= 11th Composite Aviation Regiment =

Unit in the Russian Aerospace Forces

The 11th Composite Aviation Regiment is a reconnaissance/bomber aviation unit of the Russian Aerospace Forces based at Marinovka Air Base.

It traces its origins to 19 July 1942, when the 11th Independent Reconnaissance Aviation Regiment was formed at Goroshino airfield, 24 km west of Torzhok in the Kalinin Oblast. Holm states it was formed at Koplachki, Kalinin Oblast, from the 3rd independent long-range Reconnaissance Aviation Squadron and from parts of the 506th Bomber Aviation Regiment.
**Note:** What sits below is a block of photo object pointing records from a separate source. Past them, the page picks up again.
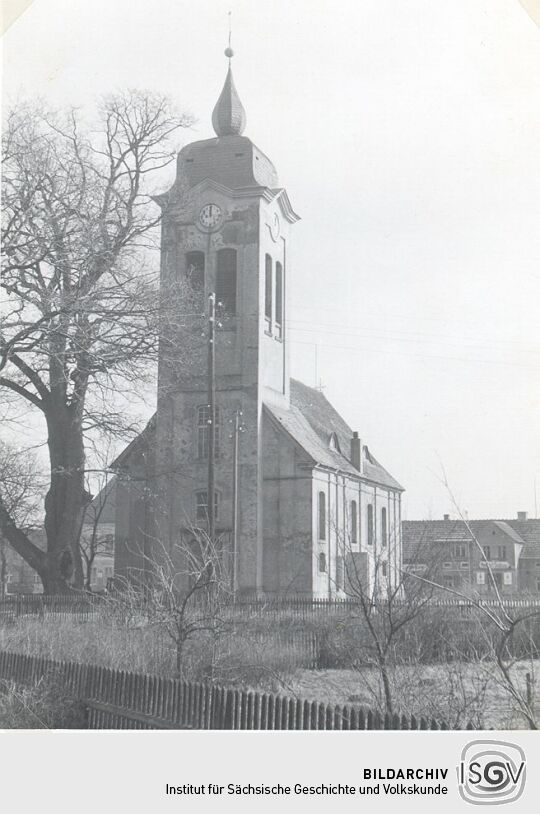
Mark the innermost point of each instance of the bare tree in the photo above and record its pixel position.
(383, 602)
(181, 592)
(82, 312)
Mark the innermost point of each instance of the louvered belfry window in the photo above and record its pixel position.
(226, 280)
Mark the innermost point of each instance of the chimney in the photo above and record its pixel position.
(356, 451)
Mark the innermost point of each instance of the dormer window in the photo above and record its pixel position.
(334, 442)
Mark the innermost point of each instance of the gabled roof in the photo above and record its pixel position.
(310, 421)
(103, 506)
(525, 533)
(140, 442)
(529, 532)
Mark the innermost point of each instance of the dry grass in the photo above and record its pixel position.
(456, 692)
(44, 706)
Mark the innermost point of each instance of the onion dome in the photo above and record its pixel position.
(229, 116)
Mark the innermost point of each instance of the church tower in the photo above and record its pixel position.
(225, 230)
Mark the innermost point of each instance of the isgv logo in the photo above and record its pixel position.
(491, 772)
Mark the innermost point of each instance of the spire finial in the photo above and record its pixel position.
(229, 116)
(229, 53)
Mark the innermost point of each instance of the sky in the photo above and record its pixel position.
(408, 138)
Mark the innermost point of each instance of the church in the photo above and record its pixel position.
(298, 495)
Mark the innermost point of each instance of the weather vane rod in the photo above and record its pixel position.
(229, 51)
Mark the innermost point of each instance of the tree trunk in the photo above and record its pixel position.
(386, 687)
(64, 502)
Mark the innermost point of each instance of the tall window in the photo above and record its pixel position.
(279, 299)
(340, 573)
(268, 291)
(202, 505)
(322, 516)
(370, 524)
(195, 269)
(226, 280)
(354, 523)
(203, 431)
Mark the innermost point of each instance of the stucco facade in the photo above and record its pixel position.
(227, 229)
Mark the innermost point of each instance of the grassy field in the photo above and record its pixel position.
(263, 659)
(457, 693)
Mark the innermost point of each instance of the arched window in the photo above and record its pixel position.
(195, 269)
(268, 291)
(384, 527)
(203, 431)
(322, 516)
(202, 505)
(340, 573)
(370, 524)
(226, 280)
(279, 300)
(354, 523)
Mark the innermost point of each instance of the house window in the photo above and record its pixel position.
(370, 524)
(354, 523)
(202, 505)
(322, 516)
(340, 573)
(195, 269)
(203, 431)
(226, 280)
(268, 292)
(279, 300)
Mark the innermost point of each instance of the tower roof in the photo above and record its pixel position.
(229, 116)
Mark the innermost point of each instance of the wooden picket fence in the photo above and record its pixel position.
(117, 699)
(85, 606)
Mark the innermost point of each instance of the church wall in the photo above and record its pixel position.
(287, 550)
(132, 520)
(338, 546)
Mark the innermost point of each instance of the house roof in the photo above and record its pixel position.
(311, 421)
(102, 508)
(415, 532)
(529, 532)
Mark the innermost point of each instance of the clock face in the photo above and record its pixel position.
(210, 216)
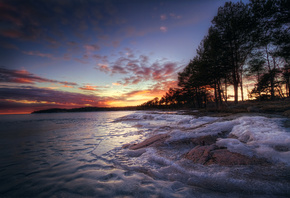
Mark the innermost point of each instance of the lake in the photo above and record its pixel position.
(81, 155)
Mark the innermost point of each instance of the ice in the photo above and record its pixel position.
(258, 136)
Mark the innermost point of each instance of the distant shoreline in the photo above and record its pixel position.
(269, 107)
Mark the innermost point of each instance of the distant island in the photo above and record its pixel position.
(85, 109)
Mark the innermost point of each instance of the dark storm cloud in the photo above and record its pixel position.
(23, 76)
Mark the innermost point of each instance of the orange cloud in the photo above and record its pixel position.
(89, 88)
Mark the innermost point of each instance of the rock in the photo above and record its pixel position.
(287, 113)
(205, 140)
(253, 109)
(200, 154)
(212, 154)
(157, 139)
(202, 140)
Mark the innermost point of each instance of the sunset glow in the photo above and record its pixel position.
(69, 54)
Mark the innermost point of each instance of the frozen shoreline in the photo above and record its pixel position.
(261, 139)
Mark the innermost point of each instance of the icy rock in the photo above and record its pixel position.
(154, 140)
(212, 154)
(253, 109)
(201, 140)
(287, 113)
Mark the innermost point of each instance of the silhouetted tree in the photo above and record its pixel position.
(235, 24)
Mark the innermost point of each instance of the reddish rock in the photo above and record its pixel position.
(157, 139)
(205, 140)
(202, 140)
(200, 154)
(211, 154)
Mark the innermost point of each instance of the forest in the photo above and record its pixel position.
(246, 43)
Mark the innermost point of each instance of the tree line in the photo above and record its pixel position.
(245, 42)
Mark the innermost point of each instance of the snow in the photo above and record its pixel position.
(258, 136)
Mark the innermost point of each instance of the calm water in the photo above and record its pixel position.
(81, 155)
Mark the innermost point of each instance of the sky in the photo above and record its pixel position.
(106, 53)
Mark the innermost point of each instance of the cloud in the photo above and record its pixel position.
(24, 77)
(36, 53)
(92, 47)
(140, 68)
(89, 88)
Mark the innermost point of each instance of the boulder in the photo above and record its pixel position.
(287, 113)
(212, 154)
(253, 109)
(201, 140)
(154, 140)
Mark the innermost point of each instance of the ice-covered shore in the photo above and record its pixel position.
(174, 145)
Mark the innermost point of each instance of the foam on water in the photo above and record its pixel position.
(81, 155)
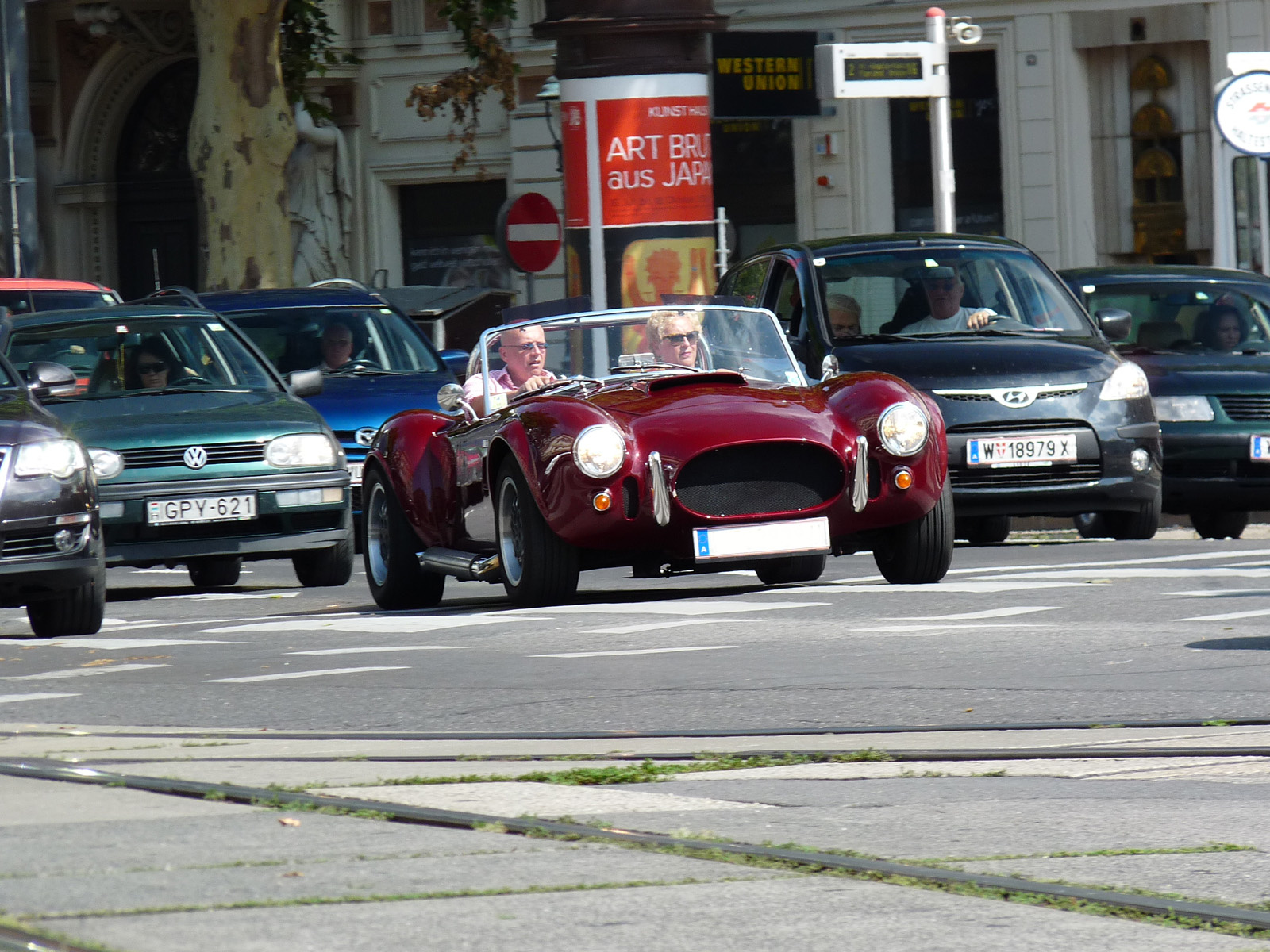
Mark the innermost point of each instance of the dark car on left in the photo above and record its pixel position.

Holm also says in November 1942 a third squadron was formed from the 320th independent Reconnaissance Aviation Squadron.

The regiment was equipped with the Pe-2 reconnaissance fighter/bomber and joined 3rd Air Army, fighting in the Vitebsk-Polotsk operation and the defence of Vitebsk, for which it received the honour title 'Vitebsk' on 11 July 1944. After its participation in the Shyaulyay Offensive Operation? Shyaulyay-Mitava operation, it received the Order of the Red Banner on 10 August 1944. In 1952, the regiment converted to the Ilyushin Il-28 'Beagle', based at Jekabpils and Krustpils in the Latvian SSR. It moved to Neu-Welzow in the German Democratic Republic in July 1954, joining 16th Air Army. In August 1968 it took part in the invasion of Czechoslovakia. In mid-1993 it was withdrawn from the former GDR to Marinovka in the North Caucasus.

The regiment was active until the mid-2000s, when it was swept up in the large-scale reorganisation of the Russian Air Force, and became an Aviation Base. Only a reconnaissance aviation squadron remained at the Marinovka airfield. But in December 2015, the 11th Composite Aviation Regiment was formed with a reconnaissance and a bomber squadron at Marinovka, drawing upon former bomber elements of the 559/959 BAPs. As of mid 2016, it formed part of the 1st Guards Composite Aviation Division.